I spent most of Monday in what felt like a sea of first graders. I was at my daughter’s school for Parent Involvement Day, and as usual there were questions everywhere I turned. I don’t exactly blend in.
In the lunch line, a little girl asked me if I was a pirate. The look in her eyes and the tone of her voice told me she meant it nicely. “I’m not,” I said with a smile. “But it looks like it, doesn’t it? My hook is even cooler than a pirate’s though. It opens up!” She seemed suitably impressed.
Later one of the boys and I discussed some potential additions to my prosthetic arm after I’d explained to him how it worked. He thought extendo-arm feature would be cool. Super strength too. I told him I hoped he would be the one to invent a prosthetic arm with super strength when he grew up. He looked thoughtful as he said, “Yeah, I probably will.”
But it wasn’t all adorable. How is one supposed to respond to the child who repeatedly says, “You are scary.”? I still don’t know. It would have been different if this child had seemed afraid, but he only seemed interested in drawing negative attention to me. There are only so many ways I can think of to say “I know I look different, but I’m really just like you.” And some people won’t hear that message no matter how I say it.
The good news is that I’m not the only one saying it.
When I first read Wonder by R.J. Palacio, I wanted every kid I knew to read it. It said what I’d been trying to say for years. Auggie says in the book: “The only reason I’m not ordinary is that no one sees me that way.” If you haven’t read it yet, give it a chance. It may be message-driven (or what some have called “guidance counselor fiction“), but it’s a message to which I feel a strong connection.
I have mentioned Jacob’s Eye Patch on this blog before, but it bears mentioning again.
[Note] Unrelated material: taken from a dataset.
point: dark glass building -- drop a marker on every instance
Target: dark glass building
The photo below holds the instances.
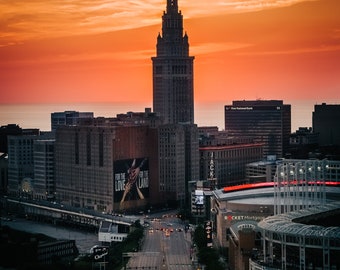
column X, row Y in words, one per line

It is a great picture book for talking about differences. I highly recommend it–and the activity kit–for it’s realistic look at curiosity and questions. We always tell our kids not to mention anyone’s difference or ask any potentially embarrassing questions, but Jacob offers a “green light” to people who have questions about his eye patch.
My philosophy: When you can’t blend in, you might as well take questions. It isn’t always comfortable. But, as I often assure nervous parents whose children are about to ask me anything, I have heard it all, and I swear I’m not as scary as I look.